Authorities’ operations against the Tren de Aragua and its factions had no effect on the lives of sex workers, and violence against them escalated.
Amid the wave of violence, two brutal murders committed by the Tren de Aragua in February 2023 became a rallying cry for sex workers. Rubí Ferrer and Priscilla Aguado, two trans women working in sex work in downtown Lima, a reality shared by 62% of trans women in Peru, were killed by the group to send a message.
The incident began with a confrontation between the quota collector in the area and a sex worker who refused to pay the extortion. To enforce the quota payment, Tren de Aragua members kidnapped Rubí.

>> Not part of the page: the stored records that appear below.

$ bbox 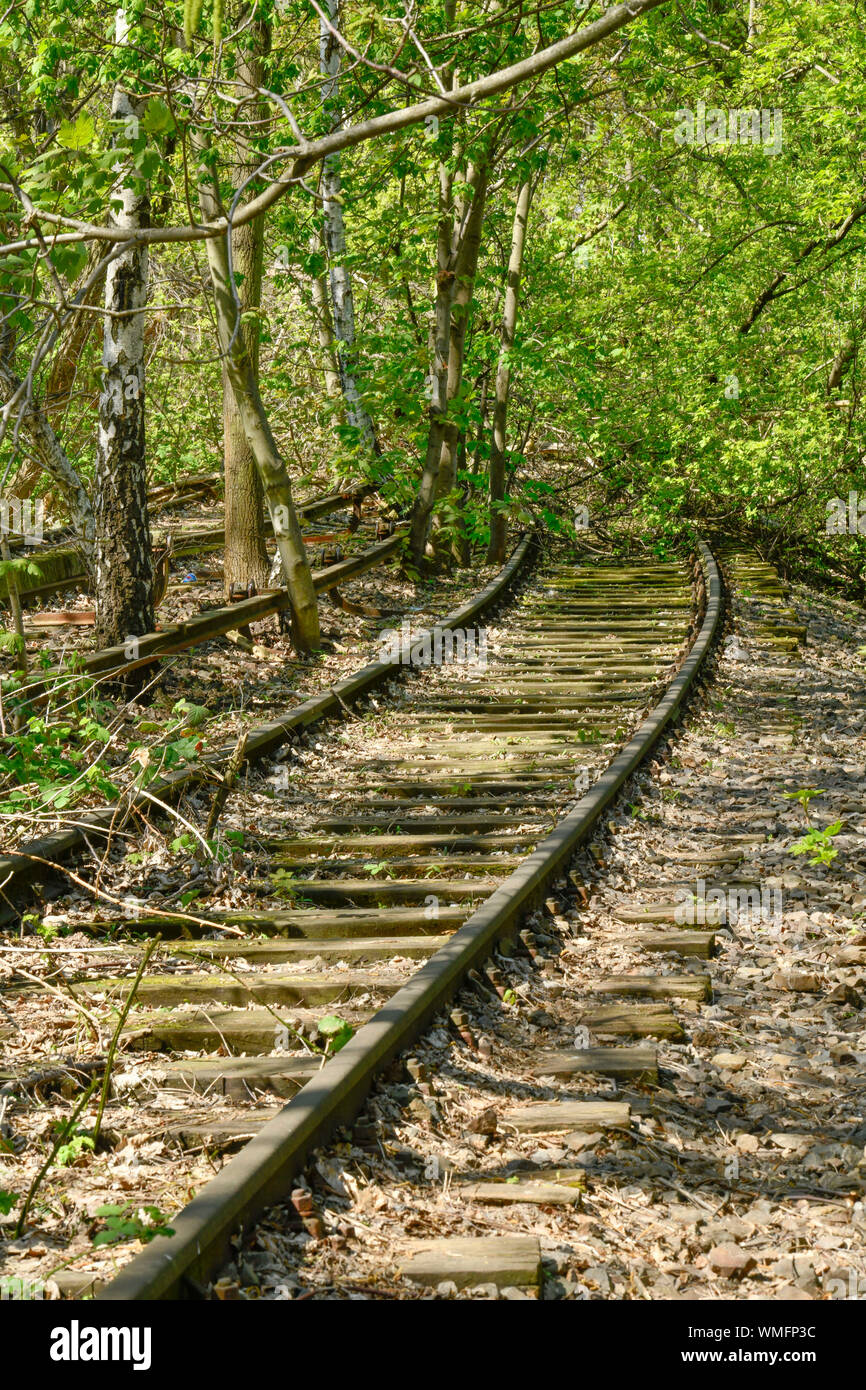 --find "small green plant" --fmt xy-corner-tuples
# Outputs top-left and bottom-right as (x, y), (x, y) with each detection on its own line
(783, 787), (842, 865)
(54, 1126), (96, 1168)
(366, 859), (388, 878)
(92, 1201), (174, 1245)
(271, 869), (297, 899)
(783, 787), (824, 824)
(317, 1013), (354, 1056)
(790, 820), (842, 865)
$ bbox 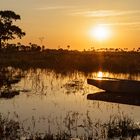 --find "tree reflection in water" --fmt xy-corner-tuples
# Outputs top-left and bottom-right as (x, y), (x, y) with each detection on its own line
(0, 67), (23, 99)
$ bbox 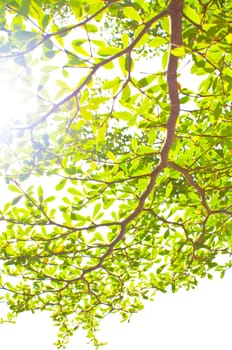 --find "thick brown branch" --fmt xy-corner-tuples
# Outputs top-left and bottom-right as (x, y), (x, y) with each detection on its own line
(161, 0), (183, 166)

While filming on their phones, they shot her 31 times. Priscilla was murdered hours later on the outskirts of the city.
“They record [the attacks] to make sure all the girls fall in line. So all the girls see that they have to respect Tren de Aragua people,” said Liliana.

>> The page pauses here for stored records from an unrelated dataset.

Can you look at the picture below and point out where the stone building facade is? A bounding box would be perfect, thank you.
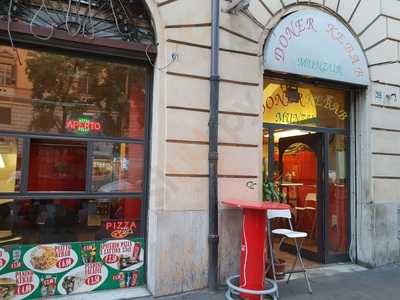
[146,0,400,296]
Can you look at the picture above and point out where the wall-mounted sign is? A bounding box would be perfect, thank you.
[65,116,102,134]
[263,83,348,127]
[264,9,369,85]
[103,220,137,239]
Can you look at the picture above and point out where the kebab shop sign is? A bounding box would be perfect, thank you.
[264,9,369,85]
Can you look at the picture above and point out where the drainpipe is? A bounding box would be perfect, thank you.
[208,0,220,290]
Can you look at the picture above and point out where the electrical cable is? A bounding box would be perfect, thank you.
[7,0,22,66]
[145,44,178,71]
[29,0,55,41]
[65,0,82,36]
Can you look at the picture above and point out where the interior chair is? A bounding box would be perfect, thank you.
[267,209,312,294]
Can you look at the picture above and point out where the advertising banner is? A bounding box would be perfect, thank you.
[0,238,145,300]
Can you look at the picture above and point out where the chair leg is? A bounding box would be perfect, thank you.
[286,244,299,283]
[294,239,312,294]
[268,230,279,298]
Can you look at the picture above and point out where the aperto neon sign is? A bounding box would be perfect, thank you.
[65,117,102,134]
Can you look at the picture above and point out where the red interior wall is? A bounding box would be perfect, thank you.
[28,141,86,191]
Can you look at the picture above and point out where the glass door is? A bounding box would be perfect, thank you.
[278,132,324,261]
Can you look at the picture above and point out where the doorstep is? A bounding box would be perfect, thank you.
[282,263,368,281]
[51,287,151,300]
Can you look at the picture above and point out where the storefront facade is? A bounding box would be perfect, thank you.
[0,0,400,296]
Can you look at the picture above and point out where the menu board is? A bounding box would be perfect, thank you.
[0,238,145,300]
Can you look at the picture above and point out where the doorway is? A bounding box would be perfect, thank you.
[264,124,349,263]
[263,80,350,263]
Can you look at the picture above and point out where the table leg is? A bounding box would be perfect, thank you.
[240,208,266,300]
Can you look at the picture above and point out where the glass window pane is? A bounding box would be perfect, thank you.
[264,82,349,128]
[28,139,86,192]
[0,46,146,139]
[0,198,142,246]
[0,137,22,193]
[92,142,144,193]
[328,134,349,254]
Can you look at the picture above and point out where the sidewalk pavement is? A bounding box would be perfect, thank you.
[137,265,400,300]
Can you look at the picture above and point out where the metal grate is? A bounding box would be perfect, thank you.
[0,0,154,44]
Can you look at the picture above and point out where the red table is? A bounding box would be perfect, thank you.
[222,200,290,300]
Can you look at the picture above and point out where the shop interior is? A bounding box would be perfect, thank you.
[0,45,146,247]
[263,82,349,268]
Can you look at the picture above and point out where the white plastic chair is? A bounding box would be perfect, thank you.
[267,209,312,294]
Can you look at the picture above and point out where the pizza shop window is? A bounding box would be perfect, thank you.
[0,63,16,87]
[0,107,11,125]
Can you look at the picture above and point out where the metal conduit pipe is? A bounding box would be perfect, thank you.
[208,0,220,290]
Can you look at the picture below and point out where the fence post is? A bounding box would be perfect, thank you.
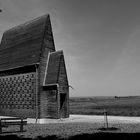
[104,110,108,128]
[20,118,23,132]
[0,119,2,133]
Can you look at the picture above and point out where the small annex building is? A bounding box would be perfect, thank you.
[0,15,69,119]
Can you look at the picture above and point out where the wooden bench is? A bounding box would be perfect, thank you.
[0,118,27,133]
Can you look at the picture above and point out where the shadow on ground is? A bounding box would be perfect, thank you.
[0,132,140,140]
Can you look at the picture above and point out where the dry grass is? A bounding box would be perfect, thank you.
[2,123,140,139]
[70,96,140,116]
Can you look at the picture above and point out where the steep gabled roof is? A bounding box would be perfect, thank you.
[0,15,55,71]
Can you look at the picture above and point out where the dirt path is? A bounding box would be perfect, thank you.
[28,115,140,124]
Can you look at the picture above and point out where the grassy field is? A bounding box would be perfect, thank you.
[0,123,140,140]
[70,96,140,116]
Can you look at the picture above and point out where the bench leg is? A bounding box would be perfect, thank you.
[20,120,23,132]
[0,120,2,133]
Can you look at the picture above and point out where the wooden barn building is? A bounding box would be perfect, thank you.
[0,15,69,119]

The murders, along with the subsequent dissemination of the video of Rubí’s execution, not only generated fear but also anger and indignation among other sex workers in Lima, who were already tired of the violence. Sex worker organizations have mobilized, organizing marches and protests demanding justice.
“A lot of people mobilized,” said Ángela. “They are killing us because we are prostitutes.”
However, little has changed. Despite authorities capturing one of the individuals involved in Rubí’s murder and a person known as Andrea, the quota collector in the area who allegedly ordered the killings, trans sex workers in Peru continue to be targeted by criminal groups. On February 15, 2024, two days after a march calling for justice for Rubí and Priscilla, Jazmín, a trans sex worker, was murdered in northern Lima for refusing to pay the quota.
“When You’re Dead, That’s When It Makes the News”
Most sex workers do not report extortion. For almost all, speaking out is pointless and exposes them to retaliation. Years of abuse and discrimination by the PNP and Municipal Serenazgo have generated deep distrust in authorities. The situation becomes even more complex for Venezuelan women who often hold irregular immigration status.
“[Before, police] would rape, abuse, threaten us, and now the Venezuelans come, take our money, and we thought the police would help us… [But] no, they don’t help us,” said Carmen, a young sex worker.
In fact, on the rare occasions when women decide to report, they are often re-victimized by police officers handling their cases.
“When you’re dead, that’s when it finally makes the news, when they say ‘a sex worker was killed,’ when it could have been that same colleague who came forward to report and was denied the report,” summarized Lucía.
Support and safety have only been found among themselves. To protect against the violence of the Tren de Aragua, clients, and police members, Lima’s sex workers have strengthened their support networks, embodied in community organizations advocating for their rights. WhatsApp groups, emergency hotlines, and safe houses are funded by resources collected among themselves and what they acquire from international cooperation. But these are mere short-term solutions against a systemic problem and a violent criminal group that authorities have been unable to combat.
*The names of the individuals have been changed to protect their identities.